There are three main reasons I decided to focus the store exclusively on natural, organic or biodynamic, vegan, low-intervention, sustainably farmed, non-commercial wines and wine makers. The first, of course, is the wine. The variety of textures, of gustatory surprises and pleasures, of fascinating and compelling aromas and tastes, seems endless in the category of natural wines. And to me, it just tastes better, more alive, fresher, more quenching, a beverage it is easy to imagine people drinking with their meals throughout the centuries - after all, the synthetic chemical agriculture so prevalent today is only 70 to 90 years old. Before that, all wine was organic and even, to some extent, biodynamic due to the ecological diversity of most farms before monocultural farming became commonplace.
But the second reason for the store’s narrow focus is the future. The future of the planet. My moment of utter conversion to natural wines came at the intersection of a bottle of biodynamic, zero sulfur Gamay wine made in Burgundy, France by vigneron François Ecot, and the book I was reading when I uncorked it - Cultural Insurrection: A Manifesto for the Arts, Agriculture and Natural Wine by Jonathan Nossiter. Combined, those two influences stripped wine of the exclusivity, arrogance and class pretensions that so often accompany it and revealed it for what is really is, an agricultural product, a very human product intended for common conviviality, one that must, like so much else, be made in the most sustainable manner possible if humanity is going to survive much longer on this planet. Natural wine making is a compelling, in-motion, working example of the changes in habit, materials and scale that must, as soon as possible, be applied universally.

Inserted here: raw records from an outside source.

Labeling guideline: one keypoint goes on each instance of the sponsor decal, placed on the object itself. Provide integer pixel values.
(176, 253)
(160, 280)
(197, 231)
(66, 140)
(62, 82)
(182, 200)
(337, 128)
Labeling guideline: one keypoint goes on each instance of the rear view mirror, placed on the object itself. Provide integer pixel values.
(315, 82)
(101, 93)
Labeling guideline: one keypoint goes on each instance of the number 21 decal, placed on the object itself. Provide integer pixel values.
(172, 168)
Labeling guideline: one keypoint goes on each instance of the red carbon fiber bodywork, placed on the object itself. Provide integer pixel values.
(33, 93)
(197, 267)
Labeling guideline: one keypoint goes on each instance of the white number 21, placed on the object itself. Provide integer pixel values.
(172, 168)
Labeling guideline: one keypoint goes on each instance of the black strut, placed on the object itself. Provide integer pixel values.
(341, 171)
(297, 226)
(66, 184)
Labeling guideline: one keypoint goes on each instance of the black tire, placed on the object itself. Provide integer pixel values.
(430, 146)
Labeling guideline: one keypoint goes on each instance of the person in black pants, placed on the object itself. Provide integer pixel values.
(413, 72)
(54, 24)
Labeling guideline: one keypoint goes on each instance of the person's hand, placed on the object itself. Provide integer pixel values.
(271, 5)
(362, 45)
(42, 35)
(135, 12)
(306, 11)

As I state on our website (www.dirtybacchus.com): “We see Dirty Bacchus as a farm stand, as a place where farmers who devote themselves to the arduous hands-on cultivation of flourishing vineyards, and where winemakers who devote themselves to the transformation of those vineyards’ robust grapes into wine, get to display and sell the products of their toil and care.”
Which brings us to the third and final reason for the store’s focus: The types of people who are making natural wine. Nearly all of them are some combination of rock star, sage, poet, scholar and the coolest parents you knew of growing up. There are so many women, so many young people, so many husbands and wives and joyous eccentrics working together in the realms of organic and biodynamic agriculture and of natural winemaking - it is just so inspiring that it fills me with hope for the future. And hope for the future is something truly precious right now.
To end, I would like to thank all the people who have helped and inspired me, but especially these three: My wife Sue, who heard every wild idea I had for the store and patiently guided me to the ideas we could actually afford and put into place, and two of the best friends any man could have - Rob Penner (www.beaconfineartprinting.com), art photographer and printer extraordinaire, and David Smolen, artist and finest of fine woodworkers. Without their skills, their tireless work, their patience and their generosity, I could never have realized the dream come true that is now Dirty Bacchus.